6:58 So we gave the tools to people and some people got good results and some people didn't. And we dug in and we were like, "What's the difference?" Uh, and people would literally say this to me like, "Well, you have to say the magic words." And I found myself in workshops full of enterprise engineers saying, "Well, guys, guys, guys, yeah, here's the software, but don't forget to say the magic words." It was, quite frankly, it was embarrassing.

7:16 But if you said this, work back and forth with me starting with your open questions and outline before writing the plan. Then the agent would ask you the questions. And this isn't the user's fault. If you built a tool that requires hours and hours of training and reps to get like good results from, go fix the tool. And so I'll talk about how we did that.

7:35 Um, but why these steps were getting skipped, one of the big takeaways I'll give you today is like you have an instruction budget. Uh, my co-founder Kyle is somewhere over here. He wrote this really good blog post in December or November I guess technically um that basically cited this archive paper which again this is from last year so the number is probably a little bit higher now but that frontier LLMs could only follow about 150 to 200 instructions with like good consistency anything more than that and it's kind of half attending to all of them and you're rolling the dice.

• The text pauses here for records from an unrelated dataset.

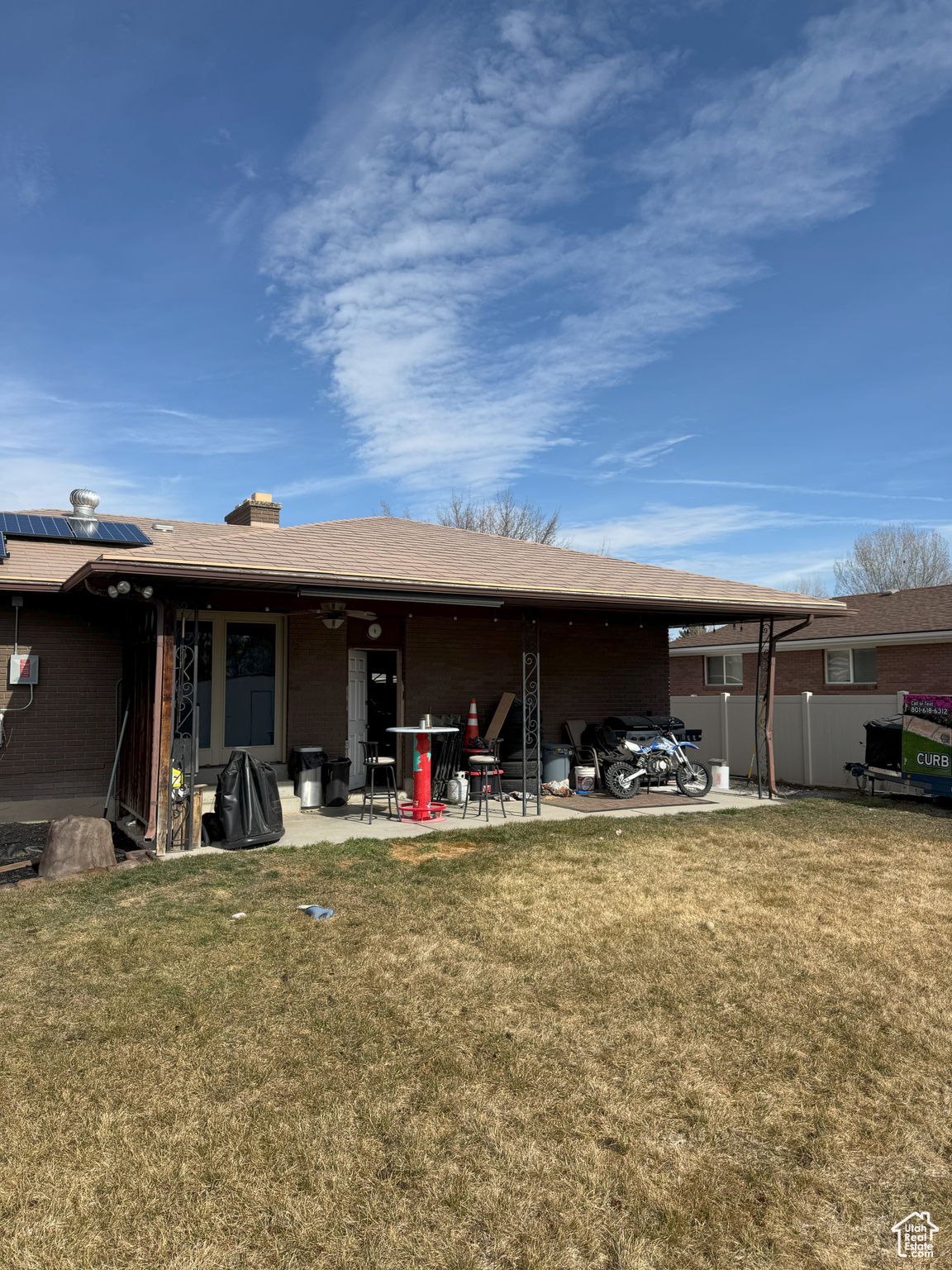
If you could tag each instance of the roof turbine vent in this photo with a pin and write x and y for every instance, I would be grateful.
(84, 511)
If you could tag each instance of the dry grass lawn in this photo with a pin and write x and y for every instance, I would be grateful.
(526, 1051)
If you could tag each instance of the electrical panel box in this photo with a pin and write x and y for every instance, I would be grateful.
(24, 668)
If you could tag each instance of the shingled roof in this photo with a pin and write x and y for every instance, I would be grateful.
(892, 614)
(391, 554)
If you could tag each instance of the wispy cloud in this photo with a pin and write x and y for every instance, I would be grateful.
(642, 456)
(26, 174)
(32, 416)
(440, 265)
(796, 489)
(665, 528)
(50, 445)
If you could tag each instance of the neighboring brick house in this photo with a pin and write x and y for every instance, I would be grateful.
(831, 677)
(892, 642)
(302, 635)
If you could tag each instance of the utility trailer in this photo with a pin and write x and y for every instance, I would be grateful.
(911, 753)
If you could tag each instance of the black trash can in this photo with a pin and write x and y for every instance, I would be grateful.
(336, 779)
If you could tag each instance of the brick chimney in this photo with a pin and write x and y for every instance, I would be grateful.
(257, 509)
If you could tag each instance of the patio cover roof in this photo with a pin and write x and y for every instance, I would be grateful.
(397, 556)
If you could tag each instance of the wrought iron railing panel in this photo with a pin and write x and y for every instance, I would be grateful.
(531, 717)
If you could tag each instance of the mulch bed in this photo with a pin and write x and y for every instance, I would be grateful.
(640, 803)
(21, 843)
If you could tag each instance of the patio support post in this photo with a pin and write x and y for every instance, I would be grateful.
(531, 729)
(763, 709)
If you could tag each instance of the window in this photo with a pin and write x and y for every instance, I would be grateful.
(850, 666)
(727, 670)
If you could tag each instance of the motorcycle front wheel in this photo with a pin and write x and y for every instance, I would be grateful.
(693, 779)
(622, 780)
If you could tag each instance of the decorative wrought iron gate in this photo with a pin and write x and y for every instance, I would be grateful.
(531, 722)
(184, 734)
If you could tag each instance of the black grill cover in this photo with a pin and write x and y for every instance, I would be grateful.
(248, 804)
(883, 743)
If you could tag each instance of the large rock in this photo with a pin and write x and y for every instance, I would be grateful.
(76, 843)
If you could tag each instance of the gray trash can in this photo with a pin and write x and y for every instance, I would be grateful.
(336, 776)
(305, 766)
(556, 761)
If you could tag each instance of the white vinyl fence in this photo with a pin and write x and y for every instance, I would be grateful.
(812, 736)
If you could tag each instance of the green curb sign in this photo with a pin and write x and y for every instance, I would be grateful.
(927, 736)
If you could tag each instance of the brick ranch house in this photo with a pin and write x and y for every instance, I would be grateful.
(831, 678)
(111, 607)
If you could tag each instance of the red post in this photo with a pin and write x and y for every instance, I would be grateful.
(421, 776)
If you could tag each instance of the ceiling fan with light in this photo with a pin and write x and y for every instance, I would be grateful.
(334, 611)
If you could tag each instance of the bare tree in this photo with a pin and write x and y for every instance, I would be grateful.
(809, 585)
(895, 556)
(503, 517)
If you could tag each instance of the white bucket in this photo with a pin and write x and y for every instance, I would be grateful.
(720, 775)
(456, 788)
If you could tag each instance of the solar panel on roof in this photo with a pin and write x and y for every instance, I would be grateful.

8:04 So if you have a prompt with 85 instructions and your cloud MD and your system prompt and your tools and your MCP um yeah you're not likely to get full adherence to the workflow. So, more on how we fix this later.

8:16 The other thing that I think really wasn't working for people was like we advocated for reading the plans that were output. This is me on stage in November telling people you have to read the plan otherwise it won't work. Um some people even would PR their plans and code review them together. But a thousand line plan tends to be about a thousand lines of code within 10% or so. And plans can have surprises.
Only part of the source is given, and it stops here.